Tra i diversi scenari possibili, la riqualificazione impiantistica basata su pompe di calore abbinate a impianti fotovoltaici si distingue come una delle soluzioni più efficaci e rapidamente attuabili. Grazie ai costi relativamente contenuti e ai notevoli risparmi energetici che offre, questa strategia rappresenta un percorso concreto per accelerare la transizione energetica del patrimonio edilizio italiano.
Nel suo contributo al già citato studio RSE, ha messo in evidenza i positivi effetti nella combinazione tra caldaia a condensazione e pompa di calore. Quali potenzialità possono avere gli impianti ibridi, anche nel fornire un contributo alla transizione energetica e alla decarbonizzazione? “Il nostro recente studio mira a dimostrare che l’utilizzo di impianti ibridi che superino la restrizione sul rapporto tra la potenza termica della pompa di calore e quella della caldaia, i cosiddetti sistemi bivalenti, possano rappresentare una soluzione efficace per la riduzione delle emissioni di CO₂, oltre che una valida soluzione per incrementare la flessibilità del sistema energetico”.
Le configurazioni analizzate prevedono impianti in cui la pompa di calore entra in funzione ogniqualvolta vi sia richiesta di calore, mentre la caldaia a gas si attiva solo quando la potenza della PdC non è sufficiente a coprire l’intero fabbisogno termico. Questo non dipende da limitazioni nella temperatura di mandata – poiché vengono utilizzate pompe di calore ad alta temperatura – ma esclusivamente da una questione di capacità termica. “Un impianto così concepito risulta non solo sostenibile dal punto di vista ambientale, ma anche altamente funzionale per la fornitura di servizi di flessibilità alla rete elettrica, ad esempio rispondendo in tempi rapidi a segnali di rete, commutando sul generatore a gas e azzerando quasi istantaneamente il consumo elettrico della pompa di calore”.

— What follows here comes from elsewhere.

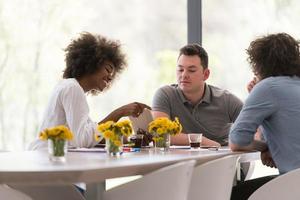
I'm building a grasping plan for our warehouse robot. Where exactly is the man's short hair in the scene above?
[246,33,300,79]
[178,43,208,69]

C’è un esempio pratico a supporto? “Un caso studio condotto su un condominio con 12 appartamenti a Milano, per esempio, ha dimostrato che la configurazione impiantistica in grado di bilanciare prestazioni complessive e riduzioni delle emissioni, prevede una pompa di calore di potenza pari al 63% del picco massimo di potenza, in grado comunque di coprire il 91% del carico termico, rinunciando solo al 7,5 di energia rinnovabile rispetto a una soluzione tutta elettrica”.

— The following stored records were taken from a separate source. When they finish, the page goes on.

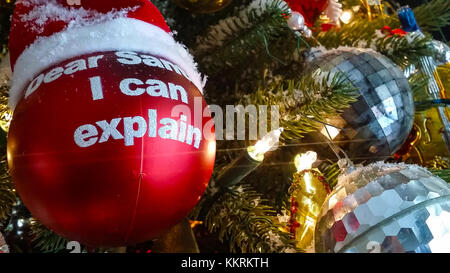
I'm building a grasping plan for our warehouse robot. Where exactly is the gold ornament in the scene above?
[175,0,231,13]
[289,152,330,252]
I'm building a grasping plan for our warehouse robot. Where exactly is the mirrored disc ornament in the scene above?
[303,47,415,162]
[315,162,450,253]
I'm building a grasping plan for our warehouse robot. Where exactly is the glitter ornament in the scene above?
[315,162,450,253]
[303,48,415,162]
[8,0,215,247]
[285,0,328,27]
[175,0,232,13]
[289,152,330,252]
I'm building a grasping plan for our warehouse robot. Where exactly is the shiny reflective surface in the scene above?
[290,170,328,252]
[315,162,450,253]
[306,48,415,162]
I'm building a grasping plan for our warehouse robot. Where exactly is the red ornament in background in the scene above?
[285,0,328,27]
[8,0,215,247]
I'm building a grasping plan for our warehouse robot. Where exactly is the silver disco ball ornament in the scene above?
[315,162,450,253]
[304,47,415,162]
[431,40,450,65]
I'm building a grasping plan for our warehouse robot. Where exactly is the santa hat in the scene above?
[9,0,204,109]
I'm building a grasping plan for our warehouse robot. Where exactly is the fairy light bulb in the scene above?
[247,128,283,161]
[289,151,329,252]
[294,151,317,172]
[339,10,353,24]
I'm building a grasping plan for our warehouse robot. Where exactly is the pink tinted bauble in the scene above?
[285,0,328,27]
[8,52,215,247]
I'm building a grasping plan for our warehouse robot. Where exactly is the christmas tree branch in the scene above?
[193,0,289,75]
[414,0,450,32]
[31,219,68,253]
[317,16,433,67]
[205,185,297,253]
[244,71,358,140]
[0,156,16,221]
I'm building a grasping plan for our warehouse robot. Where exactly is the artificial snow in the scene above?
[20,0,137,34]
[9,17,205,109]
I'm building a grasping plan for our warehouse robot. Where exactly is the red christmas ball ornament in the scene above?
[8,0,215,247]
[285,0,328,27]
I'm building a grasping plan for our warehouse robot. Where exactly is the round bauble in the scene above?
[285,0,328,27]
[175,0,232,13]
[303,48,415,162]
[315,162,450,253]
[8,51,215,247]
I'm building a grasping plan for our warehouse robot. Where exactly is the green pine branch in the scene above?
[204,185,297,253]
[244,70,359,141]
[373,32,434,68]
[193,0,289,75]
[0,156,17,221]
[31,219,68,253]
[414,0,450,32]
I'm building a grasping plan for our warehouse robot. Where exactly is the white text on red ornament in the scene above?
[25,55,104,98]
[116,51,191,81]
[73,109,202,149]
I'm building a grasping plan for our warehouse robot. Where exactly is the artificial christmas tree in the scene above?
[0,0,450,253]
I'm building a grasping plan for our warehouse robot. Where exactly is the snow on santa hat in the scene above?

“Come ho già accennato, la principale barriera alla diffusione delle PdC è di natura economica, legata all’elevato costo iniziale. Tuttavia, ritengo che la seconda barriera, altrettanto rilevante, sia rappresentata dalla comunicazione e dalle competenze lungo l’intera filiera. Mi spiego meglio: se da un lato i produttori offrono macchine all’avanguardia e un supporto tecnico qualificato, dall’altro l’anello debole è spesso rappresentato dagli installatori, in particolare quelli attivi in imprese individuali o di piccole dimensioni. Molti di loro provengono dal settore delle caldaie a gas e incontrano difficoltà nell’adattarsi al mondo della climatizzazione, che è inevitabilmente più complesso. È quindi fondamentale investire nella formazione, non solo per gli installatori ma anche per i progettisti, al fine di creare figure altamente specializzate e consapevoli, in grado di orientare i consumatori verso le soluzioni più efficaci e sostenibili, con una visione orientata anche alle sfide future”.